Nepali writer, academic and activist

Sanjeev Uprety is a Nepali writer, academic, and social activist. He is a former professor of English at Tribhuvan University. His work spans Nepali literature, cultural criticism, and gender studies, and has been discussed in Nepali media and literary circles.

== Early life and education ==
Uprety completed his Ph.D. in English literature from Brown University in 2003 and earned his M.A. in English from the State University of New York at Binghamton.

He later conducted postdoctoral research at Harvard University and the University of California, Berkeley.

== Academic career ==
Uprety taught at the Central Department of English, Tribhuvan University, where he worked for over two decades.

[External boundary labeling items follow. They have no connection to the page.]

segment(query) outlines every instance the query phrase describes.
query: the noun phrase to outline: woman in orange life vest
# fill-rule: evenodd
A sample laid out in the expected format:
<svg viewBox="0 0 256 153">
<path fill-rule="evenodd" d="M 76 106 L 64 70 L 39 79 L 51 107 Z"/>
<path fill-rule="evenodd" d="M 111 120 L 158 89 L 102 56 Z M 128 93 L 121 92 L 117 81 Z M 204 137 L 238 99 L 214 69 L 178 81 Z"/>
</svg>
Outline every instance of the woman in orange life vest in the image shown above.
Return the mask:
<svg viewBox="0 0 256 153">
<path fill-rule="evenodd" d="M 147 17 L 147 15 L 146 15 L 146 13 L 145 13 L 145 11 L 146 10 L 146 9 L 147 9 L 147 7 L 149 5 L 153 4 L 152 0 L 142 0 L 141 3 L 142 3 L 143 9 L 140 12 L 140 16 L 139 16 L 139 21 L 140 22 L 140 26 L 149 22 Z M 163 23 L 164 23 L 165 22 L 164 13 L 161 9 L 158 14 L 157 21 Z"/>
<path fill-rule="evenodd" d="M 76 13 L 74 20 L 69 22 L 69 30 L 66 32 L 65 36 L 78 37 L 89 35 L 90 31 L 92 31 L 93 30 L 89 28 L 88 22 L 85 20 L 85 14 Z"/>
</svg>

His academic work focuses on postcolonial theory, masculinity studies, and cultural criticism.

== Literary career ==
Uprety's works combine satire, philosophical reflection, and socio-political critique.

=== Major works ===
- Ghanchakkar (Akshar Creations, ISBN 978-9937-8558-1-5)
- Siddhanta Ka Kura (Book Hill Publications, ISBN 978-9937-941488)
- Hansa (Book Hill Publications, ISBN 978-9937-934244)
- Makai ko Arkai Kheti (ISBN 978-9937-8481-8-3)
- A Different Cultivation of Maize (ISBN 978-9937-8481-6-9)

== Research and public engagement ==
Uprety’s work on masculinity and social structure has been discussed in Nepali media.

He has written on social structure, rituals, and gender in Nepal.

== Activism ==
Uprety has been involved in Nepal’s civil society movements, including the Brihat Nagarik Andolan.

In 2020, he received national media attention after declining to share the Padmashree Literary Award stage.

This decision received coverage in multiple national media outlets and was discussed in relation to ethics and cultural recognition in Nepal.